With an SPDI, crypto exchanges and other startups could operate in New York without going through the state’s licensing rigmarole, under the same legal principles that exempt banks from needing state money transmitter licenses, Wyoming advocates said.
“We are fairly confident that the Wyoming SPDI will be able to operate in New York without a BitLicense,” Chris Land, general counsel of the Wyoming Division of Banking, said Tuesday at CoinDesk’s Invest: NYC event in New York.
The New York Department of Financial Services (NYDFS), which created the BitLicense in 2014, did not answer requests for comment by press time.
The BitLicense was one of the earliest regulations specially crafted for the blockchain industry. But many firms have complained that it is onerous and has driven entrepreneurs and innovators away from New York, the U.S. financial capital.
Only 18 BitLicenses have been granted in the rule’s five years of existence. Getting hold of one is known to be a slow and expensive process, and that’s if you are in full compliance with all the requirements, which amount to a heavy-duty version of a money transmitter license. Some companies that fell short of NYDFS’ expectations have publicly bemoaned the process.
In addition to addressing the BitLicense problem, an SPDI could ease a longstanding pain point for crypto businesses: the difficulty of obtaining banking services.
Once approved for the charter (the statutory minimum capital requirement to apply is $5 million), firms would have master accounts with the Federal Reserve and the own ability to clear their own wires.
In other words, they could literally be their own banks, to use a familiar motif from crypto-land.
“Some companies might choose to partner with unaffiliated SPDIs and others might choose to create their own affiliated SPDI,” Caitlin Long, the gubernatorial appointee to the Wyoming Blockchain Task Force, told CoinDesk.
“The significance is that crypto companies won’t need to rely anymore on the few traditional banks that have been willing to bank the industry,” she said.

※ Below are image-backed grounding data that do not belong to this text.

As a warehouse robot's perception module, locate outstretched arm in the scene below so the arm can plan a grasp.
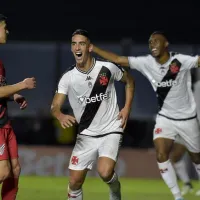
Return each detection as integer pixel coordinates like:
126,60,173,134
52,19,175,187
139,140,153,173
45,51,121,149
0,78,36,98
119,71,135,129
92,45,129,67
198,56,200,67
51,93,76,129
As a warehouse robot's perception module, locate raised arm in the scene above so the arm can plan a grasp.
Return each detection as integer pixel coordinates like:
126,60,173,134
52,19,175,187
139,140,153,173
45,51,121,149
121,71,135,111
0,78,36,98
92,45,129,67
51,93,76,128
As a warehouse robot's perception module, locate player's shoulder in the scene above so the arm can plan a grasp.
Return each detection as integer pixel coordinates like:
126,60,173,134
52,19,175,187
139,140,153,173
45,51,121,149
170,51,194,60
95,58,123,70
60,64,76,79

The handful of crypto-friendly banks in the U.S. includes Silvergate in California and Signature and Metropolitan Commercial in New York. Long said one of the best-known of these banks (she wouldn’t say which one) employs 65 compliance officers, making the whole business very expensive.
If the Wyoming SPDI works out as suggested, it could be seen as an interesting parallel to the way Citi found a clever way to sidestep New York’s tough usury laws. The bank made a landmark decision in 1981 to move its credit card operation to South Dakota, where legislators were won over by Citicorp’s promise of jobs if that state lifted its usury ceiling.
And as part of the “far-reaching impact” of the SPDI, Long said she is optimistic the NYDFS will view the bank charter as trumping the BitLicense since banks have higher capital and regulatory requirements than money transmitters do.
“The Wyoming SPDI would need to apply to NYDFS to open a branch in New York and NYDFS would need to approve the application, but there’s a lot of favorable case law precedent,” said Long, a former Morgan Stanley executive. “So if NYDFS denies the application, I think it would go to litigation and the Wyoming bank would likely prevail.”
Long also sounded optimistic about lawyering up if need be. After she spoke alongside Land on Tuesday’s panel, she said, “multiple New York attorneys came up to volunteer pro bono to help the Wyoming Banking Division litigate if it ever comes to that.”